Players who saw their dreams shattered when the Global T20 series was cancelled recently, will at least get something out of it.
Cricket South Africa has announced that an amicable arrangement has been made to compensate all the players who missed out when the launch of the ambitious world-class series was postponed until November 2018. The 2017 edition had been rushed through and was found to be unsustainable due to a series of difficulties, including the lack of a broadcaster.
After intense negotiations with the South African Cricketers Association, it was agreed to pay compensation in three instalments between December and April next year.

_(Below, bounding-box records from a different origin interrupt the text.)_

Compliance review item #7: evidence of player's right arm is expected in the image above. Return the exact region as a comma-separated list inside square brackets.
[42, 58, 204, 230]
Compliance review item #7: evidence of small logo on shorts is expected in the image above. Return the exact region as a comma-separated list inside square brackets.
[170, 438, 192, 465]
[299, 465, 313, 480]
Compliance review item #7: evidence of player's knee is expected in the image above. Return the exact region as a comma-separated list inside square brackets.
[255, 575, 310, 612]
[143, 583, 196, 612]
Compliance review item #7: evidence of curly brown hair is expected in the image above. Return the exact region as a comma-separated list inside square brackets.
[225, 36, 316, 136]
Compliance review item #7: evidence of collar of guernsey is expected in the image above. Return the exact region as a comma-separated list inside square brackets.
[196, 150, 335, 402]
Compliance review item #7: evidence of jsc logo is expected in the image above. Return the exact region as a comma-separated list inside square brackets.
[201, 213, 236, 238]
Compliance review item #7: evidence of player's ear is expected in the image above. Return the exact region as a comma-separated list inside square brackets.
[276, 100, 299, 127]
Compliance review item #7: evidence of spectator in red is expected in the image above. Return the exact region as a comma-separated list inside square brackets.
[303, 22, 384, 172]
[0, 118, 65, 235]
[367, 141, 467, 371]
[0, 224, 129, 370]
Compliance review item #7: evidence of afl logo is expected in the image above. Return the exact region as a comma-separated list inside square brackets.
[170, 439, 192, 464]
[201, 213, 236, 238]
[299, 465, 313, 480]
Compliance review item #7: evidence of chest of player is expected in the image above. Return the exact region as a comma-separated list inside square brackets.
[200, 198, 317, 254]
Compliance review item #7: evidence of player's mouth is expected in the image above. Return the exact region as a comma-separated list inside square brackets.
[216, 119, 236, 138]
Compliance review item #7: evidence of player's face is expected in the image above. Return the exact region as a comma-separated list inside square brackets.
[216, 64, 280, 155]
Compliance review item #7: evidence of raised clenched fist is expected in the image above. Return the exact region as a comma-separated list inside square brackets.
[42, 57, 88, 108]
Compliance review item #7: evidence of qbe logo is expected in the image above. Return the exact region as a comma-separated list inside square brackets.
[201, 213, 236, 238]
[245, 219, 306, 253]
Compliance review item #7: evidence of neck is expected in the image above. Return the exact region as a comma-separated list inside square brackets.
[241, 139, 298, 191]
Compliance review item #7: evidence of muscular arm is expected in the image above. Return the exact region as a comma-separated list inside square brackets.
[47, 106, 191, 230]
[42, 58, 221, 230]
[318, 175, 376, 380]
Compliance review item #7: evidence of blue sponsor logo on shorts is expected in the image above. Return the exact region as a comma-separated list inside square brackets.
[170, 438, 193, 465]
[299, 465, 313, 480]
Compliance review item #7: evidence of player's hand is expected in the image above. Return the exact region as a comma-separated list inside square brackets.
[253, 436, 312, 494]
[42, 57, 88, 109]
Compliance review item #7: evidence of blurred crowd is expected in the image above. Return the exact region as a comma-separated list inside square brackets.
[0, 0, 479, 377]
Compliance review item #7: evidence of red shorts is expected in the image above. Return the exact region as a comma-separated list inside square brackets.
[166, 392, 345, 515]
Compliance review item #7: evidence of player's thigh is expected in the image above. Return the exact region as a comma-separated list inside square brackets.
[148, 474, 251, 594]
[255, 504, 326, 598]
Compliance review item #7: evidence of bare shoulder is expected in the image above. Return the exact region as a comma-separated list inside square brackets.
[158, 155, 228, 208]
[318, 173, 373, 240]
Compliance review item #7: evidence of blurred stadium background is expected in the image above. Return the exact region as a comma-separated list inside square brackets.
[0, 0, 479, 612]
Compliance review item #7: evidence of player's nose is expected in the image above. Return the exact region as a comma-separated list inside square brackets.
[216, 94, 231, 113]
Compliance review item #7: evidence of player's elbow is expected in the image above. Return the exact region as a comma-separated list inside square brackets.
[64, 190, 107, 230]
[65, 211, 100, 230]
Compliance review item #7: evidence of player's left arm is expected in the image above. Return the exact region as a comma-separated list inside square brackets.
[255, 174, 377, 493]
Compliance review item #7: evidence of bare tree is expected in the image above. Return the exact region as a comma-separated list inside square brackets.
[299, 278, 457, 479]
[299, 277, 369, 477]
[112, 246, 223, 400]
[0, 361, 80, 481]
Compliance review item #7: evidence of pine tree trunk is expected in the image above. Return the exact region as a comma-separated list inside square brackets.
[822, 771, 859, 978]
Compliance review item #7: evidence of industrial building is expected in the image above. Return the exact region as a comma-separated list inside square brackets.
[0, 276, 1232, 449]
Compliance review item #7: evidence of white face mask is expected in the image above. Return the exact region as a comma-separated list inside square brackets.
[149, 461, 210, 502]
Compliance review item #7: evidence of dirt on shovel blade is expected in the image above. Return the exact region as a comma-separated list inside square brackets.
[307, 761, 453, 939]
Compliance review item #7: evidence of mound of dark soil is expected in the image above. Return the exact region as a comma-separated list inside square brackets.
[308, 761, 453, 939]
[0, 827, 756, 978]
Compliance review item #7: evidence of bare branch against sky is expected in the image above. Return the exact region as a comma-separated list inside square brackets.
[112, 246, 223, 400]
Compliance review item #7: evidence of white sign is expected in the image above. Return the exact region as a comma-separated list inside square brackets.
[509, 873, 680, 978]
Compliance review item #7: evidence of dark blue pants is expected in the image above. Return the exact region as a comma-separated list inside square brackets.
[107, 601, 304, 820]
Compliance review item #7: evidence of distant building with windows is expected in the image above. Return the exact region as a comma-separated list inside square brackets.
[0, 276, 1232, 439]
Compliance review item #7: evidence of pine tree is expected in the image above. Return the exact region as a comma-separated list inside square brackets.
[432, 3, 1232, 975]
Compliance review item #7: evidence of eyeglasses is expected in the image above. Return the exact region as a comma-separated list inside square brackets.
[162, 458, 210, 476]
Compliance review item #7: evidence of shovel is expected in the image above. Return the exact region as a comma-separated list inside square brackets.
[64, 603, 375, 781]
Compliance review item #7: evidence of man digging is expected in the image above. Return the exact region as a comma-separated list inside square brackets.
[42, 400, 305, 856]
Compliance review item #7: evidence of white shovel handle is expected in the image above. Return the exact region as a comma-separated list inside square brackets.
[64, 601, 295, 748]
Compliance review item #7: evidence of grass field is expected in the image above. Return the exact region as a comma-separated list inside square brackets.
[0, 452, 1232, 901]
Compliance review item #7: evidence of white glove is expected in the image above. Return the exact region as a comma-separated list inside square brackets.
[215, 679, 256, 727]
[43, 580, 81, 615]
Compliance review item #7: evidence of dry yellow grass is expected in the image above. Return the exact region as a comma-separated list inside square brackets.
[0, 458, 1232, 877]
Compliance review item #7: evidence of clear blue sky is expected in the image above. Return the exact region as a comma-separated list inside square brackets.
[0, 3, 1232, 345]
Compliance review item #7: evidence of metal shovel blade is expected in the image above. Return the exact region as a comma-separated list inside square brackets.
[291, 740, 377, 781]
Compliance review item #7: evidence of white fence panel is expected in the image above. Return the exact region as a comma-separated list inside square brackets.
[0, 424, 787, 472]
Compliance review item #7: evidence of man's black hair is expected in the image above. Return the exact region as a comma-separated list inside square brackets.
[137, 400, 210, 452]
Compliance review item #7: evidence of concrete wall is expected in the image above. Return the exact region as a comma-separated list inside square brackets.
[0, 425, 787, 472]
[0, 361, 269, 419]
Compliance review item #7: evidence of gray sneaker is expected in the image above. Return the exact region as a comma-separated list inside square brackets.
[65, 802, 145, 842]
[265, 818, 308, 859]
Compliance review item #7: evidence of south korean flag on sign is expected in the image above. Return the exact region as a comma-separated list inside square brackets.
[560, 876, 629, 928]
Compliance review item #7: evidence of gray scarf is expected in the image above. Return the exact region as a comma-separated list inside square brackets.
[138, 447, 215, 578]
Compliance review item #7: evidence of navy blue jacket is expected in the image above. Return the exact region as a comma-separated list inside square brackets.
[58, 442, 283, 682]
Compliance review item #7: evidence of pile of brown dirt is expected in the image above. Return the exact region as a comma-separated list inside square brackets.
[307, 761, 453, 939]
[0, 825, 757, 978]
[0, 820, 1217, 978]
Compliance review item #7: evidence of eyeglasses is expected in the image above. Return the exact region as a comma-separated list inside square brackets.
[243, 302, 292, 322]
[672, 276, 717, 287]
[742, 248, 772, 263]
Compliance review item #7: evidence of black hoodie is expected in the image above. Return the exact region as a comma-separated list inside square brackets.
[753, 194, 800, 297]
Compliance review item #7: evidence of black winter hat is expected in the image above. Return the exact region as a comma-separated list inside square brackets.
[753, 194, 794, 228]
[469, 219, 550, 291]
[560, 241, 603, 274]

No details were released as to how much would be paid to the 138 contracted players.
Some franchise players, such as Dane Paterson and Jon-Jon Smuts, who had been diligently toiling away on the local circuit with little reward, were made instant millionaires when picked in the first draft by franchise owners at the player auction.
The 16 rounds of draft picks all came with a different cash bracket, with the first round seeing players pocketing R1.75 million and the final two rounds presenting the chosen ones with R130 000.
Andile Phehlukwayo, at just 21, had been picked in the third round by the Joburg Giants, and was to have earned R1.3 million.
Robbie Frylinck, Lungi Ngidi, Shaun von Berg, Rassie van der Dussen, Bjorn Fortuin, Chris Jonker and Heinrich Klaasen, were among those due to receive R1.105 million in the fourth-round pick.
‘The settlement will help bridge the gap between player expectation and the disappointment of having to postpone the league,’ said CSA Acting Chief Executive Thabang Moroe. ‘Our players are key stake holders in the game and are also CSA’s most valuable assets which is why we invest heavily in our development programmes to produce our best possible national side.’
‘I would like to thank SACA for the amicable manner in which this issue was settled in the best interests of South African cricket and the sustainability of its development and international cricket programmes,’ he added.
Tony Irish, chief executive of SACA, hailed the outcome, saying the settlement ‘is both fair and responsible and has been well received by the players.’